After ‘The Lonely Tower’, the other two mini-dungeons in The Book of Treasure Maps feel somewhat underwhelming, but rather that is indication of how good ‘The Lone Tower’ is in comparison. The clue to ‘Willichidar’s Well’ is in a history book which describes a smoking well found atop a bald hill. Located on a map in Wilderlands of the Magical Realm supplement, ‘Willchidar’s Well’ consists of five locations and is just six pages long. Its design is that of a dungeon as a trap for the all too curious. Investigate too far, get just a little too greedy, and the player characters will unleash a demon lord that could very well defeat them if they do not act quickly. Perhaps the fun at this point will be when the player characters find themselves fighting alongside demons as they try to defeat the unleashed demon lord. ‘Willchidar’s Well’ is a nasty one-session adventure, but fighting alongside demons—and possibly some divine beings from other factions—will make this an epic encounter.

The fifth and final dungeon is ‘The Crypts of Arcadia’. Unlike the other mini-dungeons in The Book of Treasure Maps, this dungeon does not have a specific location, but the DM is encouraged to read through it carefully and select a place to locate it based on the background given. In fact, this background or backstory is probably more interesting than the dungeon itself. The crypts are actually the burial vaults for the Church of Arcadia, a faith that promised eternal life and flourished many years ago before being discovered that it was an inadvertent front for a deity building an army of the dead and so the faithful sealed the vaults, smashed the temple, and went back to worshipping whatever god they had been worshipping before their conversion to the now false faith. Unfortunately the vaults still exist, the local thieves guild knows of them, but not their location or that of the only map ever made. The player characters are of course, about to come into possession of the map. Thus it should be a race to get into the vaults, past the endless hordes of the undead, get the treasure, and get out again.

The design of the dungeon is such that both its key encounters and content can be placed randomly, whether by DM decision or his making rolls on the provided tables. The aim being to ensure that no two playthroughs of the dungeon would ever be the same, but the result is that the DM does need to work that little extra to make it live up to the backstory.
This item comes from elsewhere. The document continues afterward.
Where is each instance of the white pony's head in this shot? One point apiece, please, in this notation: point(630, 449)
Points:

Physically, The Book of Treasure Maps is printed on cheap paper and so feels cheap. Yet it is well written, the artwork is good, the maps are clear, and at worst, it needs another proofreading.

By the standards of 1979, all five dungeons in The Book of Treasure Maps are solid pieces of design and writing. They are all good dungeons and with a little adjustment here and there could be run using Dungeons & Dragons, Fifth Edition or the retroclone of your choice. Indeed these are exactly the types of dungeon that the Old School Renaissance harks back to, stripped back, deadly dungeons. Yet there is atmosphere and even plot here too in one or two of the adventures and there is no reason why a group could not be challenged by or enjoy these mini-dungeons after all this time.

As good or as solid pieces of dungeon design as the five mini-dungeons are in The Book of Treasure Maps, there is one very good dungeon in the anthology. This is ‘The Lone Tower’, an entertaining slice of horror gaming that leaves this reviewer wishing that it could have been longer and that the author would come back and write some more.